People hungry for high yield. Not a fan of dedicating money to HY portfolio. Manager is forced to keep investing in the asset class regardless of valuations when fund inflows are strong.

Economy
Economy will be on a low growth trend line for a long time



Muni Market
The market has “bad fundamentals” and is “badly owned” - people buy because of a technical benefit - tax benefit - but not fundamental analysis. Similar to subprime – a Triple A market that had never traded below par.

Muni market is headed lower but agnostic on whether it will crash. Expects at least a 15-20% drop in muni market.  When markets start to fall, muni bond holders will sell out of fear.

What he likes
Long term govvies. Rate rise is overblown against a weak economy.

Equity Market
If deflation wins, we will see the S&P go down to the 500 level.


Sunday, March 6, 2011

Notes from Ray Dalio's interview on CNBC


An extremely rare interview with one of the savviest investors out there. Some notes from the interview:

Independent Thinking
Independent thinking and creativity are essential ingredients for making money in the markets. Ego reaction to making mistake is one of the biggest impediments to successful investing. Defends his company's culture.

The Dollar
The dollar is likely to lose its reserve currency status gradually over the next 10 years. The dollar accounts for 2/3 of world's reserves and will probably go to 50% of reserves.  He expects big currency adjustments over the next couple of years (see below).

Emerging Markets
The world is divided between the debtor developed world (US, Europe, Japan - 47% of world GDP) and the booming emerging world (53% of world GDP). They are tied via currency links which leads to inappropriate monetary policies (and bubbles) since interest rates are also linked. He expects a seismic shift (in 2012) since developing will not be able to tolerate accelerated inflation and will have to adjust their currencies upward.

Per Capita income in China is 1/10 of the United States, but that is not borne out by their actual productivity difference. He would diversify into Emerging Market currencies.

US Equities
Relatively cheap and should benefit from currency depreciation. Most currency devaluations are beneficial for equities.

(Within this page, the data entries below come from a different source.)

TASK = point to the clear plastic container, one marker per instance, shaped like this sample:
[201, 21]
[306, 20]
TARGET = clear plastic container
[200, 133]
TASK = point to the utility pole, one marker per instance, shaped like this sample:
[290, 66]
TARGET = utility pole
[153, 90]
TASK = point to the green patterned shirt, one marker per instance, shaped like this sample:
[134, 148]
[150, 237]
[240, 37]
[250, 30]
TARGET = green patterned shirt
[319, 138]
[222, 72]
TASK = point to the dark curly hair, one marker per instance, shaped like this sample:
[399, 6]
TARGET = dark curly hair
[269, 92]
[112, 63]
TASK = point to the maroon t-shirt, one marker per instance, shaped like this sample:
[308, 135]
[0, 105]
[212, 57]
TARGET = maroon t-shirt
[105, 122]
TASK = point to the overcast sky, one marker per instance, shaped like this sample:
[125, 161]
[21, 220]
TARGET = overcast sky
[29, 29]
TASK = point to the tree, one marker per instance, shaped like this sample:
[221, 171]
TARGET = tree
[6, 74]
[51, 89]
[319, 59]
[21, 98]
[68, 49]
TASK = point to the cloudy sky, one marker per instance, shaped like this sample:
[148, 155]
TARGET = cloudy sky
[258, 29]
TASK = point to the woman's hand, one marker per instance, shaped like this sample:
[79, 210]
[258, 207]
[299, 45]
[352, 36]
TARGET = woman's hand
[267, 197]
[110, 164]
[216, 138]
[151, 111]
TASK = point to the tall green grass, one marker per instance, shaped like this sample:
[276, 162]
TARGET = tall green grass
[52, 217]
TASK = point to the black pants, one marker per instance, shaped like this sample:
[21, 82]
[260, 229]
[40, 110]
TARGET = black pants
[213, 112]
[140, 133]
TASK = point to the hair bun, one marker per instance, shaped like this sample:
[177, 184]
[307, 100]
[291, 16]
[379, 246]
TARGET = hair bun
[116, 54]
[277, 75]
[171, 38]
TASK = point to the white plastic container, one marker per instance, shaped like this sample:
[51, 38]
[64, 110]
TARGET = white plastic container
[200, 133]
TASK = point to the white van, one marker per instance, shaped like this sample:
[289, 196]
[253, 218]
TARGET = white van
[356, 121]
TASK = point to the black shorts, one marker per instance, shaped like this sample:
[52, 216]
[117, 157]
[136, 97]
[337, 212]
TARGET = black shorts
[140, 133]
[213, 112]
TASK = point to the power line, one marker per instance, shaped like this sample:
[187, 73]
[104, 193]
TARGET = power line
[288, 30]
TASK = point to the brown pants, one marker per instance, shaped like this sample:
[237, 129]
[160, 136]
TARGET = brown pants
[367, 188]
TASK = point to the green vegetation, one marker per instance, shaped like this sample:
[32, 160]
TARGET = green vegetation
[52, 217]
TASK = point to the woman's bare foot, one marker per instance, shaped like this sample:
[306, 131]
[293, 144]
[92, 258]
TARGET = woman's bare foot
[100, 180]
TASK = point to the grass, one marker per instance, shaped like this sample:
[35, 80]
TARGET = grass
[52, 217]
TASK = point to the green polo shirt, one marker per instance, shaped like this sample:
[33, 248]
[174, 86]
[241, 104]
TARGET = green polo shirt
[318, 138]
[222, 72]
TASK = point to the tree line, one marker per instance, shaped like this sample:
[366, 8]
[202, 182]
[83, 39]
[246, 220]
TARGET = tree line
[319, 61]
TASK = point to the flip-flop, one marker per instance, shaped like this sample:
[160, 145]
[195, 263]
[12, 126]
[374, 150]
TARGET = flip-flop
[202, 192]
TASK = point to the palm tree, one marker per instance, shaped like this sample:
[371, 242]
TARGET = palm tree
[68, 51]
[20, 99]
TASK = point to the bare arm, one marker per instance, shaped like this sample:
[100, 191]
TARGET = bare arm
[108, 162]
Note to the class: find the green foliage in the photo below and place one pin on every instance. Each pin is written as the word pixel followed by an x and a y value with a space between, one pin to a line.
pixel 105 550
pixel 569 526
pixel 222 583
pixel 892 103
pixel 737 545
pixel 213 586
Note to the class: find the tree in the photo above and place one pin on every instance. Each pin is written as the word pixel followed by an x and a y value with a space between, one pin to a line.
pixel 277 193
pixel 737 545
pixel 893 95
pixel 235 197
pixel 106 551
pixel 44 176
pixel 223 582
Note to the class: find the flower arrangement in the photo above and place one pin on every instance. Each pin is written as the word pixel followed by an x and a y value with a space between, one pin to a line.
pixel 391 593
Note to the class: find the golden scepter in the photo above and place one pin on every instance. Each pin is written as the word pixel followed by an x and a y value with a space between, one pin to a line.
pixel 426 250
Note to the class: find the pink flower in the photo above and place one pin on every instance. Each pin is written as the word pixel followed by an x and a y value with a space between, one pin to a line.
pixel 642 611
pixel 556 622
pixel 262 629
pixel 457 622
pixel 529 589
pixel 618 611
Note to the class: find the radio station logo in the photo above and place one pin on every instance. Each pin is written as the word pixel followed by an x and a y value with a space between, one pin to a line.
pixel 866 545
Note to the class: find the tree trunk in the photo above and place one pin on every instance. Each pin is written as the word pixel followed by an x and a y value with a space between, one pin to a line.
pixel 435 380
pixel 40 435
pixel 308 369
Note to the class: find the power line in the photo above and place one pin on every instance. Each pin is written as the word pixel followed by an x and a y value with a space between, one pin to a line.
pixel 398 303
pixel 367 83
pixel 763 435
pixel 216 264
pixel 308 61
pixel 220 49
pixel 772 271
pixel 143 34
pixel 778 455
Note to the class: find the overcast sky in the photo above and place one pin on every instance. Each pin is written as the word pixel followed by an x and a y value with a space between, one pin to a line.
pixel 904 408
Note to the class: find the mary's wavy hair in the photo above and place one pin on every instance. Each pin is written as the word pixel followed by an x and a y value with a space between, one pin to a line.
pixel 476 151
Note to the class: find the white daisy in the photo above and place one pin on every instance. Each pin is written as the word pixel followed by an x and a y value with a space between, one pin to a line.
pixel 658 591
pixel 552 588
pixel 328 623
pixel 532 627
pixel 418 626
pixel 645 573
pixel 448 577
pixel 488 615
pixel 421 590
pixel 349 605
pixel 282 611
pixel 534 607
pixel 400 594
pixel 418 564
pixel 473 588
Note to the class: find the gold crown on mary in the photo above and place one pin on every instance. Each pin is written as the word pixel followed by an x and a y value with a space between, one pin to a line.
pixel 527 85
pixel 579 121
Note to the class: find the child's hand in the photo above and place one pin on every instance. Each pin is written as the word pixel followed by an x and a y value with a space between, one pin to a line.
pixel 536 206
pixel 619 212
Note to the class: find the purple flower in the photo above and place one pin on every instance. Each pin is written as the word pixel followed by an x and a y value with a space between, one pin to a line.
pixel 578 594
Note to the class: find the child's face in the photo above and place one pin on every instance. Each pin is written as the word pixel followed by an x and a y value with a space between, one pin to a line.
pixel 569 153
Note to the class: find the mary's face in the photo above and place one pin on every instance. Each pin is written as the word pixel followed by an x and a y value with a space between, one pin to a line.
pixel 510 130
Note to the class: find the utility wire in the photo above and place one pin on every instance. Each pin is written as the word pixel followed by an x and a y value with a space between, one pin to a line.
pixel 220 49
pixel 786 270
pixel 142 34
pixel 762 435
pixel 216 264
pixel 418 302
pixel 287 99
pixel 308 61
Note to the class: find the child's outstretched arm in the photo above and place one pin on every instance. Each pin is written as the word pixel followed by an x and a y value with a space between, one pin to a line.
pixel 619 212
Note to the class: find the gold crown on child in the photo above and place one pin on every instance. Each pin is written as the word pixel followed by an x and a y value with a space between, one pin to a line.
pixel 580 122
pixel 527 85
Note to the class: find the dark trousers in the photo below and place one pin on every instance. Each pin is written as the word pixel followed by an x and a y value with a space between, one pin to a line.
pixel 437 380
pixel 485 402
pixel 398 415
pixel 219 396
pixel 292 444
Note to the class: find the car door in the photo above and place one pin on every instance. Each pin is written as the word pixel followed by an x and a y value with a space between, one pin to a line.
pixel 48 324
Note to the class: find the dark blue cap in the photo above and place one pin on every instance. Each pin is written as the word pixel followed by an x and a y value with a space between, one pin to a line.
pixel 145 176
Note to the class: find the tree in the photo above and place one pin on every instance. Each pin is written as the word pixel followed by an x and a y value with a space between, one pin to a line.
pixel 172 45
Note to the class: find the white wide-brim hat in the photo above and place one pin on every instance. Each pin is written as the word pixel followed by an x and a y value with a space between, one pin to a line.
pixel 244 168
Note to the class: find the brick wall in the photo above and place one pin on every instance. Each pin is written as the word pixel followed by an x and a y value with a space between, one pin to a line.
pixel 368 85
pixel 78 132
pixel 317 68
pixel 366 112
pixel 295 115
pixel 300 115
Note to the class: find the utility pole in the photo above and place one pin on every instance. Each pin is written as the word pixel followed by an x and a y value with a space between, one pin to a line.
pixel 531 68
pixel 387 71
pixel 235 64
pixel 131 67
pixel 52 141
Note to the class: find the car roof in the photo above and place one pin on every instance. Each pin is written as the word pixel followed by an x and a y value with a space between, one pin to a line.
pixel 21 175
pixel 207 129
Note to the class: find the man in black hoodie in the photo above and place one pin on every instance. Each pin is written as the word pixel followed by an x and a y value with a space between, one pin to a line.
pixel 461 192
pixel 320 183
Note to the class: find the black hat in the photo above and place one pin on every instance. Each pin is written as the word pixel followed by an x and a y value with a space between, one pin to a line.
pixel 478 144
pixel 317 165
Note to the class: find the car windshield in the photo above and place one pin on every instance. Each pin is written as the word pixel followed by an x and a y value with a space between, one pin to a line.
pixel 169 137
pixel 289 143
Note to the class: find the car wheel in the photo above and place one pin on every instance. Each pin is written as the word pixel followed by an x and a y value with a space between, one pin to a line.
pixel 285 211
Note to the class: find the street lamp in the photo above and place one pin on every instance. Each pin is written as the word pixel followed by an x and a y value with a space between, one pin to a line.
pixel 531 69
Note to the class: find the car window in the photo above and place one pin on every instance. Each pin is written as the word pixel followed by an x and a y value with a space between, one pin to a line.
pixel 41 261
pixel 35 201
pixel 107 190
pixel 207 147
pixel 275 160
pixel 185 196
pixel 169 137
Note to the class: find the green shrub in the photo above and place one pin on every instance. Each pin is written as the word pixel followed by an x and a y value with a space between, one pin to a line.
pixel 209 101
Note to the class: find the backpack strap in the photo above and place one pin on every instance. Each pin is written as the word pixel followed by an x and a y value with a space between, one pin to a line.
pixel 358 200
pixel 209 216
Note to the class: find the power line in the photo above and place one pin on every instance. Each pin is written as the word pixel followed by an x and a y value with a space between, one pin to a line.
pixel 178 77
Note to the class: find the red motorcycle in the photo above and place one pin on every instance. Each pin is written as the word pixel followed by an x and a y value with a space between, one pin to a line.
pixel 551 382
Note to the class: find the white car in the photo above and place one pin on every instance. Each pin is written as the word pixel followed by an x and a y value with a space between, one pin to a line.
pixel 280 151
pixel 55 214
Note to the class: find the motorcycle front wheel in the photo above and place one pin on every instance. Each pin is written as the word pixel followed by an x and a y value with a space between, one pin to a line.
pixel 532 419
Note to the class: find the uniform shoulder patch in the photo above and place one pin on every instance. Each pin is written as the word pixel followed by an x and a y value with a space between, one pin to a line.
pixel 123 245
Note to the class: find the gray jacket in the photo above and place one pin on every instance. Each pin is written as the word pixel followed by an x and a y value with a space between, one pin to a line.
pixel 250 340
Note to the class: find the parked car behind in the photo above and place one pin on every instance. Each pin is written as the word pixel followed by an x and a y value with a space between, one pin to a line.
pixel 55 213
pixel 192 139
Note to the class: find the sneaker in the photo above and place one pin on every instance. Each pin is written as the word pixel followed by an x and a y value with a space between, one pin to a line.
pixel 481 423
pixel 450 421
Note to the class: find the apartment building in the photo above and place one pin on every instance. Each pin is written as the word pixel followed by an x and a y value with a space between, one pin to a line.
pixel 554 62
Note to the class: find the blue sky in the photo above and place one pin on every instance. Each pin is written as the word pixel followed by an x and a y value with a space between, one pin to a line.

On the other hand, portfolios are concentrated in developed market stock and bonds. Investors should diversify into other assets, such as gold.

Gold
Most sovereign wealth funds and investors are underweight gold. Gold was and is money and should be a part of people's portfolios. Gold is a good store of wealth

The role of the Fed
The Federal Reserve prevented a serious depression.

The Deleveraging Cycle
De-leveraging events are rare. Dalio describes how the process of accumulating debt (leveraging cycle) works and how it eventually results in a bubble (financial assets cannot service debt). Eventually need to sell asset and cut expenses. The government needs to run deficits to make up for this contraction in private spending. That was 2009. 2010 and 2011 are transition years. Slack in the economy allowed increases deficits without inflationary pressures. You need the ability to print money to work your way out of a deleveraging cycle.

Rate of growth going forward will be limited to real income growth of 2% a year since we can't use debt to fuel growth. This will be with us a long time.

Inflation
Dalio expects inflation pressures in 2012. Long-term, there is a serious debt problem and paying down debt with real dollars or restructuring can have extremely ugly social consequences. This is a self-reinforcing negative cycle.

Best path is an orderly spreading out of the problem (aka inflation) -- don't need a high inflation rate for this to happen. This is very likely to be orderly. There are historical precedents for government inflating their way out of debt.

2011 and beyond
Should be a good year for equities. Sweet spot of the cycle. Late 2012 should be more challenging because of currency adjustments and competition with countries with strong economies for commodities. 2013 expects greater tightness of monetary policy and more trade-off between inflation and growth.

States and Munis
He would not hold munis but is not an expert on the area. Not comfortable giving an opinion.